Hope is a tricky thing. Once you grab on to it and pray for a just result, when the outcome is not the one that you were looking for, disappointment and a grieving period begins. You start to look around at the world a little differently. Bewilderment sets in as you look at people differently. You know that the others, the ones who chose differently, were privy to the same information that invaded your days for the last two years and yet still, this is not the reality you would have hoped for. You try to find reason in all of this, because at your core you are a logical being, there must be a reason for the outcome. You champion a positive spirit. You believe that good will overcome evil. But difficult as it is, the world you woke up to the morning after is somehow very different than the one you knew the night before. Your job then becomes, on this new day, the day after, how do you hold strong to hope, to all that you believe in when you are faced with feelings of despair.
Hope is a tricky thing.
I woke up today feeling slightly similar to how I did the morning that my mother passed away. While I know that this is so much different than losing a woman that you loved so much, that emptiness in the pit of your stomach has remnants of pain that have re-surfaced, a pain that you thought you had surpassed. I see the faces in my mind’s eye of those who spewed vitriole over these past long and hard fought months. A bad taste arises in your mouth when you know you have to interact and maintain your composure. You now know how low they are capable of going, they were empowered to unleash the rage from within and overwhelmed may with the “isms” that we have prayed would be surpassed.
Only wanting to bring love compassion and understanding, a world enraged turned on those basic values. Shall we ask, Father forgive them for they do not know what they do?
Hope is a tricky thing. One must grab on and hold on for dear life in times like these. I feel my own anger arise within as I take a deep breath and remind myself that I am better than that. I have strived for so long to bring a message that brings light and inspiration so I must hold on to that. I will not lower myself to injustice but move forward using my own voice to seek out the just! To not lose faith, I must truly believe that there is a plan greater that we cannot see. This could be the very beginning of an awakening of good in the face of ignorance and evil. This could be the beginning of a certain something wonderful that is about to happen. This could be the beginning of a people who do not walk numb to a life that does not serve any of us. For you and I play an important role on this big beautiful planet.
You see Hope is a tricky thing. A Pandora’s box has been opened and sanctioned by a people who have loudly stated that character is something that carries no import. Yet, there are many of us who stand firm and will continue to demand that our voices are heard. For those who identify as female, LGBTQ, Black, underrepresented Whites, and minority that feel silenced, this is not the time to back down from hope.

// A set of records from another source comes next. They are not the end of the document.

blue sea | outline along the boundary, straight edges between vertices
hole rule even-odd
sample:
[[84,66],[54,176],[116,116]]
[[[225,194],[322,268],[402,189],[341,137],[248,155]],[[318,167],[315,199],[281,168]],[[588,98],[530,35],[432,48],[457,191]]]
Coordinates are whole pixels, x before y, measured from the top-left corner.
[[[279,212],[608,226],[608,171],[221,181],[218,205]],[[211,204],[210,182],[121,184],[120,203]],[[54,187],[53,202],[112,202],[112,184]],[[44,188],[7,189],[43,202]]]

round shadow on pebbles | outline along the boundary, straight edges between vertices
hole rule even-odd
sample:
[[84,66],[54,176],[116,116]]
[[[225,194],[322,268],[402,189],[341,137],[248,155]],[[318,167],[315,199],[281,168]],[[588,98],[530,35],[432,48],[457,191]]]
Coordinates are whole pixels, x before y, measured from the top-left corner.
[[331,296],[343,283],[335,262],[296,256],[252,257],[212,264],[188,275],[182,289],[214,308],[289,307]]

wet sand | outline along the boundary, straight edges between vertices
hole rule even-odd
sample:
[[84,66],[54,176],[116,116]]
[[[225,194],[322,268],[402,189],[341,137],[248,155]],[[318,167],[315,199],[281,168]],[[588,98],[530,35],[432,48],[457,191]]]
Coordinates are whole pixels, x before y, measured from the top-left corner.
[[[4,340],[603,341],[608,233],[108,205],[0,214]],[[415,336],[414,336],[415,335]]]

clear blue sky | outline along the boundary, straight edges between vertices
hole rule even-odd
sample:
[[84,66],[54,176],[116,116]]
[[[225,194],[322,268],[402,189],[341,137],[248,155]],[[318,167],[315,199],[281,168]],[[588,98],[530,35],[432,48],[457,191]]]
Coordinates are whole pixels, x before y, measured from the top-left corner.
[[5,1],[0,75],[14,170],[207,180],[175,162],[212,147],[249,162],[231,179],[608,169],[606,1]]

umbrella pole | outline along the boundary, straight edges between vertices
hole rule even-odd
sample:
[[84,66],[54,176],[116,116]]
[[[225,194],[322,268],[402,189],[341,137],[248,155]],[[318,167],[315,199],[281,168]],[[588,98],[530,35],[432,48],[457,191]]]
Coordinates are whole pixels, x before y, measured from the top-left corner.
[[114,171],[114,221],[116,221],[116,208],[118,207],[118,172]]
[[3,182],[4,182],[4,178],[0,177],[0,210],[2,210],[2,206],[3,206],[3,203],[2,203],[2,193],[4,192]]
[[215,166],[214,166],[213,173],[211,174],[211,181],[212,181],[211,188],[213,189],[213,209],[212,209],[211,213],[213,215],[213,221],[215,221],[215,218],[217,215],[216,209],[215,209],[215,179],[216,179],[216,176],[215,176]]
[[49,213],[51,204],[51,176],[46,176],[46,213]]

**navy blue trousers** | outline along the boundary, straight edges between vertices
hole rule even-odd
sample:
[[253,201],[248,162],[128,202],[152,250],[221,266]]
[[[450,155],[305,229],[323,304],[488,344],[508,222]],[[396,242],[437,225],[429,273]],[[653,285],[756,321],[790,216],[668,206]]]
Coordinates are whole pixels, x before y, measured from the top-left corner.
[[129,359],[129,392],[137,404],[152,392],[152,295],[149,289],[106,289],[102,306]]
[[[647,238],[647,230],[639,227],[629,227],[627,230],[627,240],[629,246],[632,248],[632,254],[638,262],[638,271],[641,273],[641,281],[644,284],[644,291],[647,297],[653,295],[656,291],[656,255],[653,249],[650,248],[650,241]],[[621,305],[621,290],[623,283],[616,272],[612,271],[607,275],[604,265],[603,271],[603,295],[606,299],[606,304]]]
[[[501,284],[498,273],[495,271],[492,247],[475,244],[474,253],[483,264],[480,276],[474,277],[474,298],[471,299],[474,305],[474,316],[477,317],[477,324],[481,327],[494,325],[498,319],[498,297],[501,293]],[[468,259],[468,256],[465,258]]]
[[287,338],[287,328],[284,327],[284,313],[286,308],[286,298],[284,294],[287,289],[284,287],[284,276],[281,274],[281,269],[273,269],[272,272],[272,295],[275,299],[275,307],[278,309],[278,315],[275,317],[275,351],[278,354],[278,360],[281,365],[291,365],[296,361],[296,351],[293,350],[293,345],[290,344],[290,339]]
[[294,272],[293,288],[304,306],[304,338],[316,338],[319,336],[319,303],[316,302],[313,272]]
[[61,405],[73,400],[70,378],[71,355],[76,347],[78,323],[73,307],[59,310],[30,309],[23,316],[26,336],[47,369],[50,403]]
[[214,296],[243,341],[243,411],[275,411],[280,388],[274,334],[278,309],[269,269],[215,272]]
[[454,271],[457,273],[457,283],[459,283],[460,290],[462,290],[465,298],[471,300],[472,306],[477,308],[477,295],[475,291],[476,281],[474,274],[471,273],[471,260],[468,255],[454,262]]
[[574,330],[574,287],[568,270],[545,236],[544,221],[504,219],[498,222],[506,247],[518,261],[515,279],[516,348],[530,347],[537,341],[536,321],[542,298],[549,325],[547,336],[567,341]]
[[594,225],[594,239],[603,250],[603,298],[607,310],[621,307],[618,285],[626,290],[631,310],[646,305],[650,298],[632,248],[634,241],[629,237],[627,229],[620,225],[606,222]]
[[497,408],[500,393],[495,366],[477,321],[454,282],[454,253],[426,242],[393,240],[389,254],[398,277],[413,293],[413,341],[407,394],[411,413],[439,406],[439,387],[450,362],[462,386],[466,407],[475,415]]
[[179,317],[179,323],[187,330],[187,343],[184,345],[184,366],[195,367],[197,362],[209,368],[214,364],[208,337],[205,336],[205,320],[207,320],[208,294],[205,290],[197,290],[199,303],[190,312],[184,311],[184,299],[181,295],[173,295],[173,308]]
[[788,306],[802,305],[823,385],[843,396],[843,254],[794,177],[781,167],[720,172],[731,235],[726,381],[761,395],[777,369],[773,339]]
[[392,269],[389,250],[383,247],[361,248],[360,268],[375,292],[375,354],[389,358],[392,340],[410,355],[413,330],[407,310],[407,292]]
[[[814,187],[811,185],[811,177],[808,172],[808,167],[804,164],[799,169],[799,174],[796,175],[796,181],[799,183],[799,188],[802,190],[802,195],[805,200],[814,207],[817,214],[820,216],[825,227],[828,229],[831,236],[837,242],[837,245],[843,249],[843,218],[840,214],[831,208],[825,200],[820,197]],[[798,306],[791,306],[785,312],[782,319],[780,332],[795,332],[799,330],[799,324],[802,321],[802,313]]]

This is the time to grab on and hold on tighter for the pendulum it does swing and the universe loves balance. While the sadness will not leave probably in the upcoming days, I still hold my head high as I will not let the bastards get me down. I certainly will not let any of this change me for the worse, just lit a bigger fire under me to move forward with my calling and to continue to create a world that makes me proud. Let your light shine and never give up hope!! That is where the magic lies! Our children are watching- while tricky, we still have an obligation and we can be a force for hope!